Visitiamo l’azienda agro-pastorale di M Gregoire; una persona dal piglio deciso, felice e orgoglioso di riceverci nel suo regno: Un terreno di 8 ettari adiacente a un piccolo fiume costeggiato da altissimi eucalipti. Una ventina di mucche di diversa taglia aspettano il momento del pascolo e una moltitudine di galline, anatre, faraone e oche zampettano tutto intorno. Il terreno è piantumato magnificamente con ogni tipo di alberi melliferi e sotto le piante numerosissime grandi arnie, fuori misura, da dove sbucano le api.

E ancora vivai di ogni tipo di essenza: Anacardi, manghi, moringa, cola …

M Gregoire offre un’ipotesi di collaborazione … Luca e io ne terremo conto.

Nel pomeriggio: visita a una grande Stazione di Spirulina .. anche noi ci siamo interessati a lungo del progetto … per ora esso è rimasto in stand by … La struttura è ottima. Poi visita a un quartiere di proprietà della Curia dove stanno sorgendo dormitori e aule … ottima base logistica qualora si decidesse di costituire un Centro di formazione in apicoltura Eau et Miel Bénin.

Mercoledì 19

La nuova associazione EAU ET MIEL DE KANDI, BÈNIN

Rodrigue è un giovane di Kandi, due anni di università in diritto, non è riuscito arrivare alla laurea per ragioni economiche. Grazie a M. Gregoire ha una piccola esperienza in apicoltura. Otto mesi fa Luca gli ha finanziato 15 arnie, esse sono state posate su un terreno della Curia e sono abitate da api. Luca è intervenuto ulteriormente su questa persona, otto mesi fa, finanziando l’acquisto di un motocarro a tre ruote con il quale il  giovane è uscito dalla disoccupazione guadagnandosi la vita.

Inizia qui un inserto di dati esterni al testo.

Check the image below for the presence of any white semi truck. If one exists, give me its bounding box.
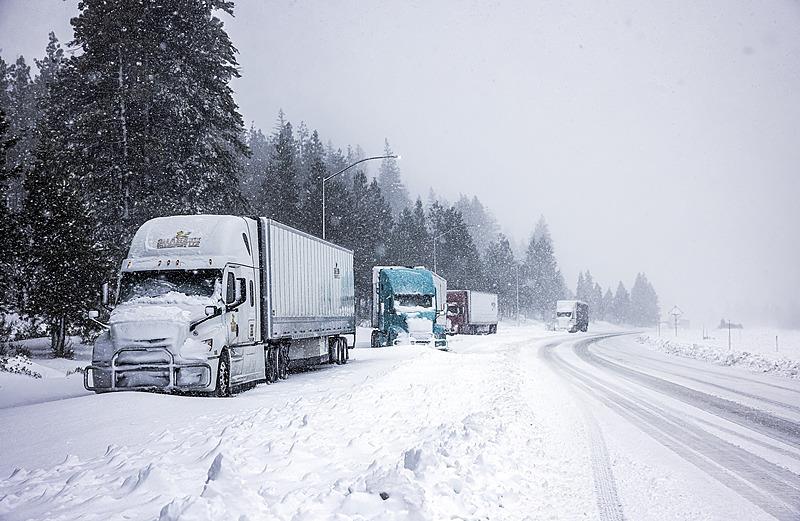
[84,215,355,396]
[556,300,589,333]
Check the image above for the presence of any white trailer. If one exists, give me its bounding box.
[556,300,589,333]
[447,289,498,335]
[84,215,355,396]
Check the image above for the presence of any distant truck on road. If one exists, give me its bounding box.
[556,300,589,333]
[447,289,497,335]
[84,215,355,396]
[370,266,447,349]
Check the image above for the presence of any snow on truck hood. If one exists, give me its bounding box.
[123,215,253,270]
[109,291,216,325]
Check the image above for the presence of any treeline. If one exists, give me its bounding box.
[575,270,660,327]
[0,0,656,354]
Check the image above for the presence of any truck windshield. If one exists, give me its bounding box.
[394,295,433,308]
[119,270,222,302]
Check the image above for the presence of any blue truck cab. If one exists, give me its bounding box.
[370,266,447,349]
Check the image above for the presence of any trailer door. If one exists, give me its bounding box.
[223,265,259,378]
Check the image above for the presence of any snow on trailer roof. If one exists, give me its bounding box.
[381,266,436,295]
[128,215,252,264]
[556,300,588,311]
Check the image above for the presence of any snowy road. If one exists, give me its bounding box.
[0,327,800,521]
[539,337,800,520]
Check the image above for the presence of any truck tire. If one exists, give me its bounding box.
[278,345,289,380]
[264,346,278,384]
[214,349,232,398]
[339,337,347,365]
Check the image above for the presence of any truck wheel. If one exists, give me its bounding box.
[339,337,347,364]
[278,346,289,380]
[264,347,278,384]
[214,349,231,398]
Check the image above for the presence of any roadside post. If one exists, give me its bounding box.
[669,306,683,338]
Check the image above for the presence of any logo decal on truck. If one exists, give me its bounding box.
[156,230,201,249]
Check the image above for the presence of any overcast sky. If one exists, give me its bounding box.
[0,0,800,325]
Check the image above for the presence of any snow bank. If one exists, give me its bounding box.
[636,335,800,378]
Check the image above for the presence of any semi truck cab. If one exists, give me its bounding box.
[370,266,447,349]
[85,216,264,391]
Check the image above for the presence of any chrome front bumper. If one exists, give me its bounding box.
[83,348,211,391]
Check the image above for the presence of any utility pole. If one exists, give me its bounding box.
[669,306,683,338]
[517,264,520,324]
[728,319,731,351]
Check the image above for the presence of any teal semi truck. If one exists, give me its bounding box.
[370,266,447,349]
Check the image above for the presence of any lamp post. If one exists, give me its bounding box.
[322,155,400,239]
[433,223,478,273]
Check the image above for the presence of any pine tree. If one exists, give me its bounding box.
[69,0,246,264]
[378,139,411,215]
[0,104,20,308]
[523,217,566,320]
[483,233,519,317]
[21,41,108,356]
[256,111,300,226]
[589,282,605,320]
[599,289,614,321]
[6,56,39,213]
[296,130,324,237]
[453,194,500,253]
[575,271,588,302]
[432,199,485,290]
[630,273,660,327]
[239,125,272,209]
[611,282,631,324]
[341,171,392,318]
[390,197,433,269]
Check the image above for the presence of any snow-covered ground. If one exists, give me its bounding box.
[0,337,92,409]
[0,324,800,520]
[638,328,800,378]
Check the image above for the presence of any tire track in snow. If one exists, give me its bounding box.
[575,339,800,447]
[539,341,625,521]
[547,337,800,520]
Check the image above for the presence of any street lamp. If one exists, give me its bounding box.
[433,224,478,273]
[322,155,400,239]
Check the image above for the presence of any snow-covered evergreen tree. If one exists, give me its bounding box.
[432,199,485,290]
[6,56,39,213]
[239,125,272,209]
[378,139,411,215]
[69,0,246,263]
[390,197,433,268]
[453,194,500,253]
[599,288,614,321]
[523,217,566,319]
[483,233,519,317]
[629,273,660,327]
[611,282,631,324]
[20,41,109,356]
[256,111,300,226]
[0,103,20,310]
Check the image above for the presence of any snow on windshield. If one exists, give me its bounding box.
[119,270,222,305]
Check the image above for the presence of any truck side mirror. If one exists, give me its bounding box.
[236,279,247,304]
[225,273,236,306]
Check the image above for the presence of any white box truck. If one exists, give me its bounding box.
[447,289,498,335]
[84,215,355,396]
[556,300,589,333]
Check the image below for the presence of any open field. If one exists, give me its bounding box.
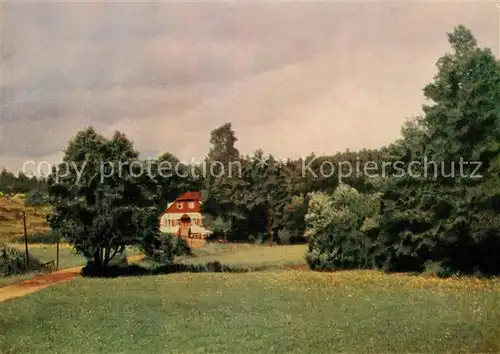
[0,245,500,353]
[0,197,49,242]
[0,243,140,287]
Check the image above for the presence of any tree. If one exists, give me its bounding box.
[305,183,379,270]
[208,123,240,168]
[24,189,47,215]
[48,127,163,268]
[375,26,500,273]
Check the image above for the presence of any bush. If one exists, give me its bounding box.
[0,244,42,277]
[82,261,250,278]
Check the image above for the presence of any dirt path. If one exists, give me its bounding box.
[0,255,144,302]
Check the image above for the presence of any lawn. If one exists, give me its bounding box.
[0,246,500,353]
[0,196,49,242]
[0,243,140,288]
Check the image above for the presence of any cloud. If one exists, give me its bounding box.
[0,0,499,170]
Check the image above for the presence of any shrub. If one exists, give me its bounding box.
[0,244,42,276]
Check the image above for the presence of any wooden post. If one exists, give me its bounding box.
[23,210,30,269]
[56,235,61,270]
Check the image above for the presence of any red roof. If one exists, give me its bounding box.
[166,192,201,214]
[176,192,201,201]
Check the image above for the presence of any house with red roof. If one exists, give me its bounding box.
[160,192,211,238]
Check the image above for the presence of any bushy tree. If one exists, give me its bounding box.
[375,26,500,273]
[48,127,163,267]
[305,184,378,270]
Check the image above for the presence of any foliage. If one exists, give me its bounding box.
[374,26,500,273]
[305,184,378,270]
[146,234,192,264]
[48,127,163,267]
[0,243,42,277]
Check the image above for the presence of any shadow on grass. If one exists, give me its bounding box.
[81,262,254,278]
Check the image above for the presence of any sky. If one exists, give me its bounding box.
[0,0,500,175]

Ho la possibilità di conoscerlo. Persona sorridente e simpatica è sposato con una figlia. Socievole e disponibile è un grande conoscitore del territorio. Decidiamo di concentrare su di lui la parte tecnica del progetto. Egli andrà assieme ad un suo giovane conoscente M. Isaac in Costa d’Avorio all’ Università dell’apicoltura africana  presso Kodeba per un corso intensivo di due mesi.

Al loro ritorno i due giovani avranno le basi per poter condurre egregiamente un progetto di apicoltura razionale a Kandi. Essi riceveranno la visita di formatori dalla Costa d’Avorio, trampolino di lancio per poter fare dei corsi di base in apicoltura per la gioventù di Kandi e dintorni.

Padre Romualde è responsabile di progetti per conto della Curia. Egli metterà a disposizione: Una superficie di un ettaro di foresta, una sala da adibire a falegnameria e al bisogno: un aula e un grande dormitorio con doccia per accogliere giovani provenienti da ragioni discoste.

Luca ha già preparato i contratti ( che bello solitamente avrei dovuto occuparmene io ! ) … domani si firma …

Giovedì 20.

Ultimo giorno a Kandi. Facciamo degli acquisti in vista delle nostre bancarelle: Semi di Tamarindo per poter offrire uno specialissimo tè, polvere del frutto di Baobab con il quale realizzare una succosa bevanda, anacardi tostati e un po’ di miele locale.

Venerdì 21

Trasferta a Cotonou.

Sabato 22.

Turismo a Cotonou. In serata volo verso casa.